Both aged in their 80s and with various health conditions including Mrs Whan's severe respiratory problems, any exposure to COVID-19 could be potentially devastating.
"Our family have told us they want us to stay isolated to keep us safe," Mr Whan said.
"They're looking out for us."
To complicate the situation further, this year, the couple have been trying to sell their home in San Isidore.
Every time a viewer, real estate agent, or inspector comes to their door, the couple retreat for days in isolation.
"When people come through, we move into our caravan outside," Mr Whan said.
"We've been told that 72 hours is safest, that's how long it takes for the virus to die on most surfaces."
Mr and Mrs Whan are also sanitising anything - including groceries or mail - before it enters the house.
But those around them, friends and even strangers have gone to lengths to ease their health burden.
"Our dear neighbour, Dean Sutton, he's been very kind and allowed us to keep the caravan on his property," Mr Whan said.

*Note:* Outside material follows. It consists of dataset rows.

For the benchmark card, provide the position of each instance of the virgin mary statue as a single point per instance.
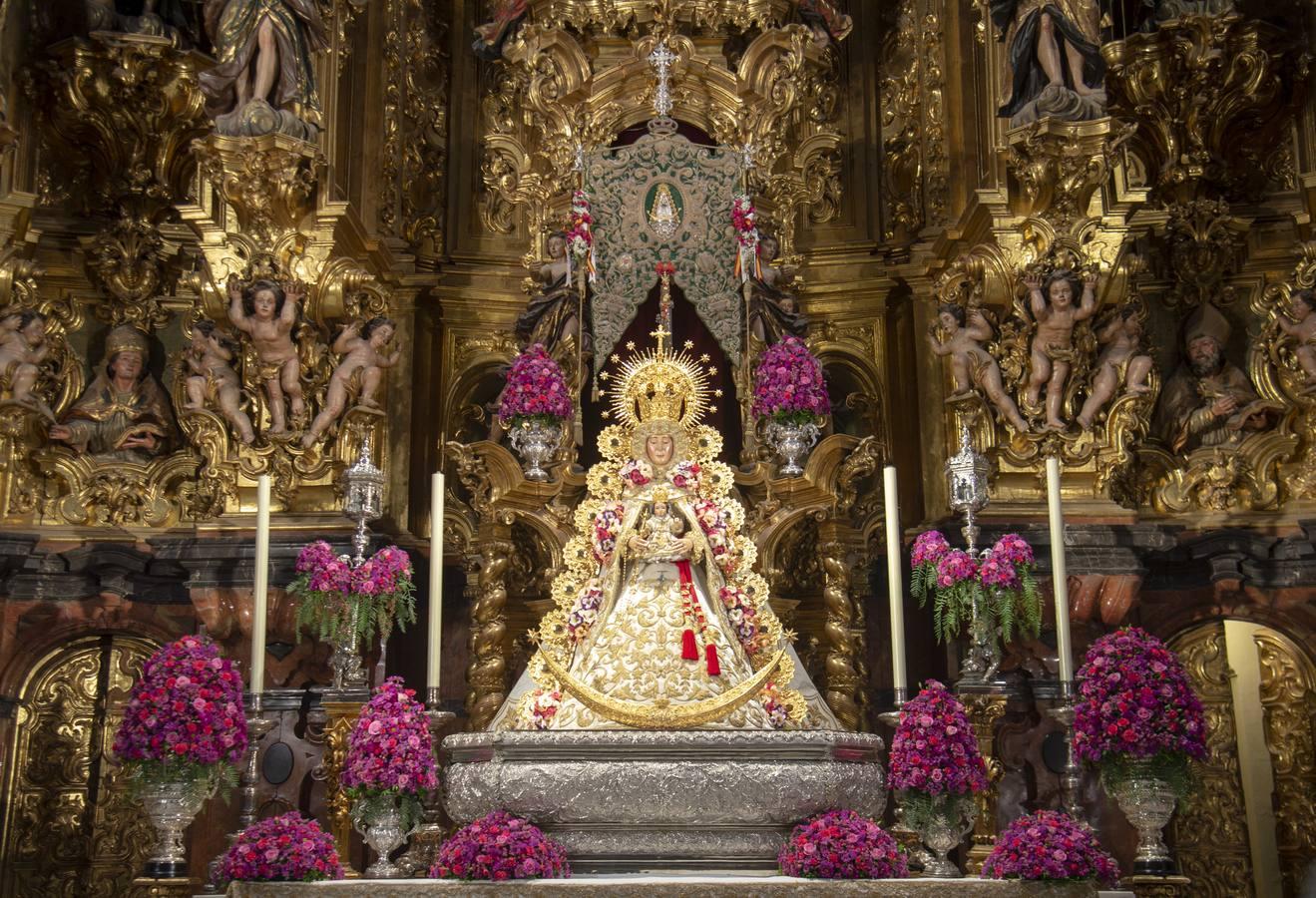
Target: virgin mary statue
(659, 621)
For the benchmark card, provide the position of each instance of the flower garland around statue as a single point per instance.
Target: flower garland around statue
(343, 602)
(1002, 582)
(841, 845)
(285, 848)
(1049, 845)
(185, 719)
(788, 384)
(1135, 703)
(935, 760)
(536, 391)
(500, 847)
(390, 754)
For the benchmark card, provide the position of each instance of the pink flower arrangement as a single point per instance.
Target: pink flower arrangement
(788, 383)
(1135, 703)
(536, 390)
(841, 845)
(285, 848)
(185, 717)
(500, 847)
(1049, 845)
(935, 750)
(390, 753)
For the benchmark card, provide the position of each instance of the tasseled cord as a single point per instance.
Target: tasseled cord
(688, 651)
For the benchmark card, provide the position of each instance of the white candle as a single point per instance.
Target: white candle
(895, 585)
(436, 578)
(262, 584)
(1064, 651)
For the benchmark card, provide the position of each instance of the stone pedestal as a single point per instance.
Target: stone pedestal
(624, 801)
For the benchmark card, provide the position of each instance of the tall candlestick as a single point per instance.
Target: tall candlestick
(436, 581)
(1060, 584)
(895, 585)
(262, 584)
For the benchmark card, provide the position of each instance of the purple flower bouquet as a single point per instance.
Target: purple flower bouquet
(390, 754)
(536, 390)
(285, 848)
(185, 719)
(1049, 845)
(1135, 704)
(500, 847)
(788, 384)
(841, 845)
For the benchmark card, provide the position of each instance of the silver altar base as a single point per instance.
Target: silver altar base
(626, 799)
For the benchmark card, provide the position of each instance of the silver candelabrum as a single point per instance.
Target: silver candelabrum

Last Thursday, the Whans organised a building and pest inspection. But a communication error meant that the pest inspector did not turn up. The re-scheduled appointment on Monday would mean that the Whans would spend an extra three days in their caravan, in near-freezing overnight conditions.
So, their real estate agent Michelle Wilcox contacted Wayne Kenyon, owner of Advanced Pest Management, who cut his family holiday short to drive back to Wagga.
It was the most self-less care they have witnessed after almost 40 years in Wagga.
"It's wonderful, people talk about the kindness of random strangers. I've never liked that term but in this case, they have been good neighbours to us in the Biblical sense."